En tant que futur administrateur du Patrimoine Culturel, je ne pouvais laisser cette occasion d’aller à la rencontre du patrimoine européen. 4 jours durant, sac au dos, j’ai sillonné l’Europe sur 2 pays qui m’ont toujours passionné du fait de leur singularité, de leurs particularités. Avec un accent sur le patrimoine religieux, encore quasi inconnu dans nos pays africains, mais qui sous d’autres cieux ne fait qu’attirer des centaines de milliers de touristes comme moi.

Première étape de ce périple : Cologne. Ville allemande bordée par le Rhin, son plus grand vestige patrimonial reste sa cathédrale. « Ce chef d’œuvre d’architecture gothique dont la construction a débuté en 1248 et achevée en 1880, est un témoignage inéluctable de la persistance de la foi chrétienne en Europe », dixit le guide qui nous faisait la visite. Inscrit à juste titre sur la liste du Patrimoine Mondial de l’UNESCO en 1996, son retrait de la liste du patrimoine en péril en 2006 témoigne de l’importance de ce lieu dans l’histoire de la chrétienté en Allemagne. Ce qui m’a le plus marqué à l’intérieur de cette bâtisse, ce sont les tombeaux des anciens archevêques qui ont dirigé l’institution. De plus, la centaine d’œuvres qui ornent les murs de l’édifice ne m’ont pas laissé indifférent. Pour finir, comme dans la plupart des lieux culturels, on assiste à de nouvelles manières de financer l’entretien, la restauration, et la sauvegarde du patrimoine. Certains l’appelleraient de l’aumône, moi je dirai plutôt que c’est du participatif volontariste (ne nous parle-t-on pas souvent de financements innovants!?).

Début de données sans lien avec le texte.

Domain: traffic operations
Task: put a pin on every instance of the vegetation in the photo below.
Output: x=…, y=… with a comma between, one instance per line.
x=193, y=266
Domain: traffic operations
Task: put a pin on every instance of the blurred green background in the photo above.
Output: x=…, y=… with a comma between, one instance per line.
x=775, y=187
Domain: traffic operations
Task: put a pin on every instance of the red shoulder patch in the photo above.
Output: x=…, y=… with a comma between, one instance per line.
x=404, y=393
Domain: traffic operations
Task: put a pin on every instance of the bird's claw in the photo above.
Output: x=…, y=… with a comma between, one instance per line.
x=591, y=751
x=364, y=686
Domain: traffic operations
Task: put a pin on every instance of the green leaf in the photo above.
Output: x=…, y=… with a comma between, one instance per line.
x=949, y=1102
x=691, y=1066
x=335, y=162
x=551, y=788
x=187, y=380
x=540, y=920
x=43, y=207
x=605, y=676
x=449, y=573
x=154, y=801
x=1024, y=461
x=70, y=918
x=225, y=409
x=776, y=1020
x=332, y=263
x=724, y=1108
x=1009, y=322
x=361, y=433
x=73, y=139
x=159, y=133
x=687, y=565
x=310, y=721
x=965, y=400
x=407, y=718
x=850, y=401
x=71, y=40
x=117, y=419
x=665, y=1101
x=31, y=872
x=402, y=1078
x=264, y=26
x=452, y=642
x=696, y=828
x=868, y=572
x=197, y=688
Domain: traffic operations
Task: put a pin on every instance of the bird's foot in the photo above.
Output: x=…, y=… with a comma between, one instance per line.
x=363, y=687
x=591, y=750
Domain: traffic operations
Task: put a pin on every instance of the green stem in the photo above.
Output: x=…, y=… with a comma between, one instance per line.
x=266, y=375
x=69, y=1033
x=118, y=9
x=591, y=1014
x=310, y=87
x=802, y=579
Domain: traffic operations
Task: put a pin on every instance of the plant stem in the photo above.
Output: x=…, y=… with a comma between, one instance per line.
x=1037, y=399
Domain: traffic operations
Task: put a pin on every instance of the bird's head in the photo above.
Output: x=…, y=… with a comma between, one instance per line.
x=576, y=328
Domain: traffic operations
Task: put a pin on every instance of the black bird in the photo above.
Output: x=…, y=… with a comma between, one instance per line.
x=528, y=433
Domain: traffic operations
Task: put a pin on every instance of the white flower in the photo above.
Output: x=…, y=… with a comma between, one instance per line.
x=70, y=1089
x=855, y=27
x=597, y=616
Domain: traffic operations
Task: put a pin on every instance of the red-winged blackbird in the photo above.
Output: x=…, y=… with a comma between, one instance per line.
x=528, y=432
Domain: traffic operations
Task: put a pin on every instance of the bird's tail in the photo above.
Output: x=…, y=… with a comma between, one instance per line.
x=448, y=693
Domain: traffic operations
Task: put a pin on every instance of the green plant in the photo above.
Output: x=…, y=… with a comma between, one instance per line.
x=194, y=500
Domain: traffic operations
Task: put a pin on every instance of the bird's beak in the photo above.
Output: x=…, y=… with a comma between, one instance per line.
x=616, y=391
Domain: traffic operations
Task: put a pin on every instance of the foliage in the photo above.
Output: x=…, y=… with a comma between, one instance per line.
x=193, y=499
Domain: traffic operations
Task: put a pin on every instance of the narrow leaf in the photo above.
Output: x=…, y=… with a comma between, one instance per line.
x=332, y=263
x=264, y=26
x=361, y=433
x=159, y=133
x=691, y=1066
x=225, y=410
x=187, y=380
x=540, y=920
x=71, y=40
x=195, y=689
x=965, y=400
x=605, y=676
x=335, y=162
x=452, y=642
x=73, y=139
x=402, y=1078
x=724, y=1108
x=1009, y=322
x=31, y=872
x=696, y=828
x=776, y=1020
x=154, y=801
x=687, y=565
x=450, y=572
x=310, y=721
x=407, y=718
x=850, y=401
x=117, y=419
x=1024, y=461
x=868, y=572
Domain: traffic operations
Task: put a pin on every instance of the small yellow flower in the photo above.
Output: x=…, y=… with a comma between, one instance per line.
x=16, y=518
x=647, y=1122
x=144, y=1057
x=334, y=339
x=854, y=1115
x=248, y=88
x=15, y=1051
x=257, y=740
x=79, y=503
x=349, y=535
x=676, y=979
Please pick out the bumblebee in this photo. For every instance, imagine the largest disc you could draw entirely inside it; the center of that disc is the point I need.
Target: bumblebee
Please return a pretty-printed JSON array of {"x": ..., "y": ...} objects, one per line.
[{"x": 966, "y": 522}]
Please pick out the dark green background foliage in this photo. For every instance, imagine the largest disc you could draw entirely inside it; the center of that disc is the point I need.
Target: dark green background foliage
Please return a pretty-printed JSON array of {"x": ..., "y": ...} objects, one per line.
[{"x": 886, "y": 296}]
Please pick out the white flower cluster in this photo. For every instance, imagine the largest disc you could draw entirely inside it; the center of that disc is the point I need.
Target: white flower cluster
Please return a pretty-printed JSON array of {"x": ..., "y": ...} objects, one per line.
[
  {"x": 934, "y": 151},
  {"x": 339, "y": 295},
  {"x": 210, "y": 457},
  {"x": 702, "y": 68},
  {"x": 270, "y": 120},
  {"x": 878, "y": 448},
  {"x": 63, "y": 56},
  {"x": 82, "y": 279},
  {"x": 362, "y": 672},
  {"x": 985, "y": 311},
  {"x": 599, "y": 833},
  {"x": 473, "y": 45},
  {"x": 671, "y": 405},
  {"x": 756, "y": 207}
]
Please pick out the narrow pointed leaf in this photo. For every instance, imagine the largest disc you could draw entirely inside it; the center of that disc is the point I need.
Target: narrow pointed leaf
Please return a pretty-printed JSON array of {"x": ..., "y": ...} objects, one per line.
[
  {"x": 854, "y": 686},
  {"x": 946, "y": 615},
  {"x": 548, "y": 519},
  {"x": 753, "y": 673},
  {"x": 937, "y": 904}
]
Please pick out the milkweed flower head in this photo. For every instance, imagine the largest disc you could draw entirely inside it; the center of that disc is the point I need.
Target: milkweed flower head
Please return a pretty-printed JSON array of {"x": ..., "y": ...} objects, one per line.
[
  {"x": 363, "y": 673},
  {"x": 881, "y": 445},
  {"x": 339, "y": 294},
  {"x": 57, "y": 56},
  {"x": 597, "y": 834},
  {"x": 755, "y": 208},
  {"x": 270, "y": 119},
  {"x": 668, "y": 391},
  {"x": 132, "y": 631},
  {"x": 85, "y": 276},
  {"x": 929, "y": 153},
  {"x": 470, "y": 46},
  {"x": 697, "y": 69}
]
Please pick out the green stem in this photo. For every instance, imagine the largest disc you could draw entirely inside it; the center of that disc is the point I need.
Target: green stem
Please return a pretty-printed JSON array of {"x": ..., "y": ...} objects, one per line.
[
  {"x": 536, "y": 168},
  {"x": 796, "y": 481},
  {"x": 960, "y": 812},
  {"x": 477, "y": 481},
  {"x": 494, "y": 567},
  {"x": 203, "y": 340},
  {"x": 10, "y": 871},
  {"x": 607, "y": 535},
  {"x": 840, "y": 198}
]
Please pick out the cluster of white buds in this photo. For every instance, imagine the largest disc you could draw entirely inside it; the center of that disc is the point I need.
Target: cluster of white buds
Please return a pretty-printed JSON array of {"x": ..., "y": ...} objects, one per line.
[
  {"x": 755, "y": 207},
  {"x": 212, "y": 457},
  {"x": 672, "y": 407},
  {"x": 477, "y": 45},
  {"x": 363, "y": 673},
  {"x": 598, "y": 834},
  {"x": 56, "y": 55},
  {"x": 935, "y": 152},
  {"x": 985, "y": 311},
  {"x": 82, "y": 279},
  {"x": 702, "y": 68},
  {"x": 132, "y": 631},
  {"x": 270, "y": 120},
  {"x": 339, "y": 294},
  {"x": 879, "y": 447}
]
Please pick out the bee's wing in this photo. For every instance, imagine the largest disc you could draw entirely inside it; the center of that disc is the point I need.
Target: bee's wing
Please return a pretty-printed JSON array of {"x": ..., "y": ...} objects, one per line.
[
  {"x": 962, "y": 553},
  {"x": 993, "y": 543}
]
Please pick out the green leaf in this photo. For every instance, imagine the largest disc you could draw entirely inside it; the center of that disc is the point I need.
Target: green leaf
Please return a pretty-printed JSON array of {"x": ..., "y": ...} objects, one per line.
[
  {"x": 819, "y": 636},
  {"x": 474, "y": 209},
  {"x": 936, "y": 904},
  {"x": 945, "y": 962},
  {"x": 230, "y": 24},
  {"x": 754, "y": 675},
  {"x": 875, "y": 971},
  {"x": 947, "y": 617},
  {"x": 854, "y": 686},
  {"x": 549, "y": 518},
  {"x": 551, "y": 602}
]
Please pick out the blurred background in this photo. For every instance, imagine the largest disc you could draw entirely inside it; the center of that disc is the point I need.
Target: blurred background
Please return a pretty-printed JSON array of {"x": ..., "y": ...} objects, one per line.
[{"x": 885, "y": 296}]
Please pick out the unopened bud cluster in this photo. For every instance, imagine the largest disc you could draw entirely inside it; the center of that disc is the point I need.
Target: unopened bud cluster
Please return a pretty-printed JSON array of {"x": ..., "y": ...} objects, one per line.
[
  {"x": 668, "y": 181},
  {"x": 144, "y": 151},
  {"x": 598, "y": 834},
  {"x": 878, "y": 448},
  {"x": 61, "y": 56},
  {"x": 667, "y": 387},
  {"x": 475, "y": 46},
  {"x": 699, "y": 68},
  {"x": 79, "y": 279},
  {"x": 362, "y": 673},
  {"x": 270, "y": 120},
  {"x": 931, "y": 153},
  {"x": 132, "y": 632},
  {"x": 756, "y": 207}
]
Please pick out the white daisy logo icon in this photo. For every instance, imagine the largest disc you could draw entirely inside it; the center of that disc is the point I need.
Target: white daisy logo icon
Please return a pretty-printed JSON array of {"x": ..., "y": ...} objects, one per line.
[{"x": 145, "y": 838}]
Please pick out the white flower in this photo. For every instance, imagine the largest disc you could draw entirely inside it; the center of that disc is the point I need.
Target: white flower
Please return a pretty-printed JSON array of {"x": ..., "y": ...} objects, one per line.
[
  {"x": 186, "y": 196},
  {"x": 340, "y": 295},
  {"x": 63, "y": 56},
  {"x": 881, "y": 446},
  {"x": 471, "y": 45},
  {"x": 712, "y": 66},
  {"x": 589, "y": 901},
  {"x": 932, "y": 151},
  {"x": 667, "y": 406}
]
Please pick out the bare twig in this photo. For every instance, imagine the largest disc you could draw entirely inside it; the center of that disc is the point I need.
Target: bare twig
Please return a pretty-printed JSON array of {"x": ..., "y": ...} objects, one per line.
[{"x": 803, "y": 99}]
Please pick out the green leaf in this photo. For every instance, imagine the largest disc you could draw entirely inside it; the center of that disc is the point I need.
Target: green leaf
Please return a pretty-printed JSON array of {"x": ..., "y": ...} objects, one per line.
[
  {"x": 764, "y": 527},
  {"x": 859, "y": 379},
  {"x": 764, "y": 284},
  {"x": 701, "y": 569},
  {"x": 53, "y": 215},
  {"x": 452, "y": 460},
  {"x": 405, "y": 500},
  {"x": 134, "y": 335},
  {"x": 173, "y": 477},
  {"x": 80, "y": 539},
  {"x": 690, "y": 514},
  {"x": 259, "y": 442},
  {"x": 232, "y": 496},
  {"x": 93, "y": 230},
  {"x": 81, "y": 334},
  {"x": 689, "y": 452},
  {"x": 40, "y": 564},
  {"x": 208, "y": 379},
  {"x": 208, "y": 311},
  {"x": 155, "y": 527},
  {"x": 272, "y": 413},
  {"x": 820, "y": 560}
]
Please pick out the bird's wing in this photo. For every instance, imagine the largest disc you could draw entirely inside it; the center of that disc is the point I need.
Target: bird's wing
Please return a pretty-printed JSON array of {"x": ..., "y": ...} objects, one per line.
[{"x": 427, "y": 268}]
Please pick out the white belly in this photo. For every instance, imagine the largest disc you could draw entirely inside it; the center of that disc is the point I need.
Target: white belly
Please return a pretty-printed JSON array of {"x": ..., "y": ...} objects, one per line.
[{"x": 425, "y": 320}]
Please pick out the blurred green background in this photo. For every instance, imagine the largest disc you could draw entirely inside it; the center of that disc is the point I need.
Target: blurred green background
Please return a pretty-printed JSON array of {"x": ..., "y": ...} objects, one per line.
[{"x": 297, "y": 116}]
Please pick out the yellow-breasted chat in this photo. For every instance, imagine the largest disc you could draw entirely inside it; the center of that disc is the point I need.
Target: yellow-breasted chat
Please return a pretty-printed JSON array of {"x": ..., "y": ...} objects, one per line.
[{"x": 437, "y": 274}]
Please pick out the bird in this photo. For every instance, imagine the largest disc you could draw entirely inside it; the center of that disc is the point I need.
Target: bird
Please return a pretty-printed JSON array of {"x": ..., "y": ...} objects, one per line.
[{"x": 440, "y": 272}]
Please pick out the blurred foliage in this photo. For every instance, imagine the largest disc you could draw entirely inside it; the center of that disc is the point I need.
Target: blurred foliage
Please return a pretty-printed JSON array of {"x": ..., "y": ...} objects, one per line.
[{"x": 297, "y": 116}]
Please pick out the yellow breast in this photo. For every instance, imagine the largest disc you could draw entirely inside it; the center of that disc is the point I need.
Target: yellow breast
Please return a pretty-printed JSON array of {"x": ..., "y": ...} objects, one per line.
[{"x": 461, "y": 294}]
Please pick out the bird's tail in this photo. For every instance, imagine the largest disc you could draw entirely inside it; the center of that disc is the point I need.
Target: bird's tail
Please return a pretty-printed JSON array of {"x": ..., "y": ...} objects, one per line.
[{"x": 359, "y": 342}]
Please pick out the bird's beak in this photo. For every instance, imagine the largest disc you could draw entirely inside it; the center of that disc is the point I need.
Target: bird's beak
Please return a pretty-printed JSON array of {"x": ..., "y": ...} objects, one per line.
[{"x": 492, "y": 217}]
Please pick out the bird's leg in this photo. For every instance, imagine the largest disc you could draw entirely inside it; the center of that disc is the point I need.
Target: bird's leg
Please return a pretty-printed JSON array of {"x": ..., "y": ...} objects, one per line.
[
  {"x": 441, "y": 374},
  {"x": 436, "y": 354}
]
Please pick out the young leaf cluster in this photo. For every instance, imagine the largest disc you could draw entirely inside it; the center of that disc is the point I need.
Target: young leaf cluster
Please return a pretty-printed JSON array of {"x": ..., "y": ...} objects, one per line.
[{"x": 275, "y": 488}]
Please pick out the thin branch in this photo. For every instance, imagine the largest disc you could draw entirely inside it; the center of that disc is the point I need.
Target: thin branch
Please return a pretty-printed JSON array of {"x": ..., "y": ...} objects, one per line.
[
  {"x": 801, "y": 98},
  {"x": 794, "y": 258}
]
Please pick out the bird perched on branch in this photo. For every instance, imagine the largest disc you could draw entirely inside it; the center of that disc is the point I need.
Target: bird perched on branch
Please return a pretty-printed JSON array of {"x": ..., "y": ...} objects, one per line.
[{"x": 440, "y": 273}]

Après ce tour de la cathédrale, donc, un petit saut rapide au Musée Ludwig m’a permis de constater que malgré des moyens limités, les responsables du musée ont su l’aménager pour lui donner un aspect unique, en tout cas par rapport aux différents musées que j’ai visités en France. S’il est vrai que je n’ai pas pu visiter l’orchestre philharmonique et faire une balade en bâteau-mouche sur le Rhin, il n’en demeure pas moins que j’ai quand même traîné mes pas dans la plus grande rue marchande d’Allemagne. C’est avec un petit sentiment d’insatisfaction que j’ai sauté dans le premier train qui allait me conduire à l’aéroport de Köln/Bonn pour récupérer mon vol vers Rome, la ville éternelle.